By his next release, Love and Theft, produced by himself and using his touring band (something he rarely did), he was “on top of his game” as one of the authors professes. Well, he does win a Grammy for it. This follows by a couple of film appearances (one he writes and directs) and soundtracks, another album (Modern Times), a Victoria Secret ad, and his autobiography, Chronicles Vol. 1 (which Christgau describes as, "It's just one more mirror in the hall of mirrors that has been his continued public life"). By the end of the DVD, we are hearing Dylan as a disc jockey on his Theme Time Radio Hour, a long way from his incomprehensible Grammys “Dogs of War” performance.

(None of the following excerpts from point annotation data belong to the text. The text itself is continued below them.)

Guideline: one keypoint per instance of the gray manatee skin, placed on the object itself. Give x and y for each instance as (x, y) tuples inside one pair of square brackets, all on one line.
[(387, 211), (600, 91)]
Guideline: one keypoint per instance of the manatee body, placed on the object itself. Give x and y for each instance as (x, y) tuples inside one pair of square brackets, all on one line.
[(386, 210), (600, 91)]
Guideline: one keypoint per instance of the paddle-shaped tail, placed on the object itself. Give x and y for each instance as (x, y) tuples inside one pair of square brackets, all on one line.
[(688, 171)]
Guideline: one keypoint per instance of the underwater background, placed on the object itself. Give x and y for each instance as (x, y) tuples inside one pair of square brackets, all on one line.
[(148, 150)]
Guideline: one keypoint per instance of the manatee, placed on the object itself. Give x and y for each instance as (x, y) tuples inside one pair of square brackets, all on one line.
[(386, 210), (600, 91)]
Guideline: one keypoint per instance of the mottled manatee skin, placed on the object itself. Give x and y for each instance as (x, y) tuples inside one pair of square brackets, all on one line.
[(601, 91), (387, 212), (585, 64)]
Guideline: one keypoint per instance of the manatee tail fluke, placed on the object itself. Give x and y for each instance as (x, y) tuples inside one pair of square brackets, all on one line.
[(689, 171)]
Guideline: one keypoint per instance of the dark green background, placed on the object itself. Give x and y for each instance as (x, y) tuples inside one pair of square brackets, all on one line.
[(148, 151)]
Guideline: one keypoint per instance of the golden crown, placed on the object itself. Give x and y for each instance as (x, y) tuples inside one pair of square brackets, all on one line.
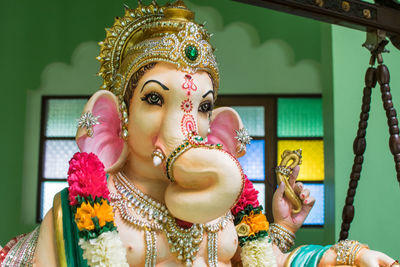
[(154, 33)]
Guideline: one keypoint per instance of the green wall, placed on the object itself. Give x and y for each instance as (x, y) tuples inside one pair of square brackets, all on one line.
[(377, 212)]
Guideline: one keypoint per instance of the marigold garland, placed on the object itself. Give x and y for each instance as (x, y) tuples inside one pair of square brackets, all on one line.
[(94, 216), (252, 229)]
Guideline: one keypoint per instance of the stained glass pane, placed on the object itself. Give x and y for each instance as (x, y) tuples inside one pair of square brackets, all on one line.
[(260, 187), (56, 157), (62, 116), (316, 216), (300, 117), (253, 119), (253, 162), (49, 189), (312, 168)]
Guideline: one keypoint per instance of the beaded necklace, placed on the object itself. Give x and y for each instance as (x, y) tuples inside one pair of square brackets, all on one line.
[(184, 243)]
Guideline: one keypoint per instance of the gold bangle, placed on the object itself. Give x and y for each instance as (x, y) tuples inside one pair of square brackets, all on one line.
[(347, 251), (281, 237)]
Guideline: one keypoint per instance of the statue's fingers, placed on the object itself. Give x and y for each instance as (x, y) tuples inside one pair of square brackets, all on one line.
[(281, 190), (293, 176), (304, 194), (308, 203), (298, 188)]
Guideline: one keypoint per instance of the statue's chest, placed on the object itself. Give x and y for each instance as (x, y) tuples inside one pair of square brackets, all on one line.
[(154, 247)]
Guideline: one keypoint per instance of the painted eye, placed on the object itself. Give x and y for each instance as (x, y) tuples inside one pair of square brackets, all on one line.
[(153, 99), (205, 107)]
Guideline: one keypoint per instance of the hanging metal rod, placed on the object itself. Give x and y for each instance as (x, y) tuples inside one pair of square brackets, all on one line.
[(354, 14)]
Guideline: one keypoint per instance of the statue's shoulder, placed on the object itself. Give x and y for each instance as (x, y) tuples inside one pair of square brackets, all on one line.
[(65, 232)]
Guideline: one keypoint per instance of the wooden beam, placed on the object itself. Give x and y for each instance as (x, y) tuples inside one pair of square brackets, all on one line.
[(355, 14)]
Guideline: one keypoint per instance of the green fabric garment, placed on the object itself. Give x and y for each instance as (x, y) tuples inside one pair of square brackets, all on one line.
[(309, 256), (73, 251)]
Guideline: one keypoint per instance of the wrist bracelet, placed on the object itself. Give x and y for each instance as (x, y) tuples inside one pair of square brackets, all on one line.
[(347, 251), (281, 237)]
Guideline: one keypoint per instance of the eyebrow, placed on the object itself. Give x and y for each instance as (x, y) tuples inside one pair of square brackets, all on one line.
[(154, 81), (211, 91)]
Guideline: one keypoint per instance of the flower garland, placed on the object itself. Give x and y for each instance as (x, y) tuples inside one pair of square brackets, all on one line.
[(94, 217), (252, 229)]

With the release of Martin Scorsese’s No Direction Home” Dylan has become “The Elder Statesman of Rock,” even though the film is about his career up until 1966. And as he approaches his ‘60s, and he is dressing like a swarthy cowboy with a pencil thin moustache, he is starting to facially resemble Leonard Nemoy.
Throughout the DVD there are numerous clips, photos, and performances by Dylan, alone making this worth seeking out. The research done by Angela Turner is spectacular, and even the opinonators (authors, et. al) get some good comments in along with the conjecture.
Marshall McLuhan once said that old technologies get replaced, and then come back as “art.” This DVD shows that this can be true of people, as well.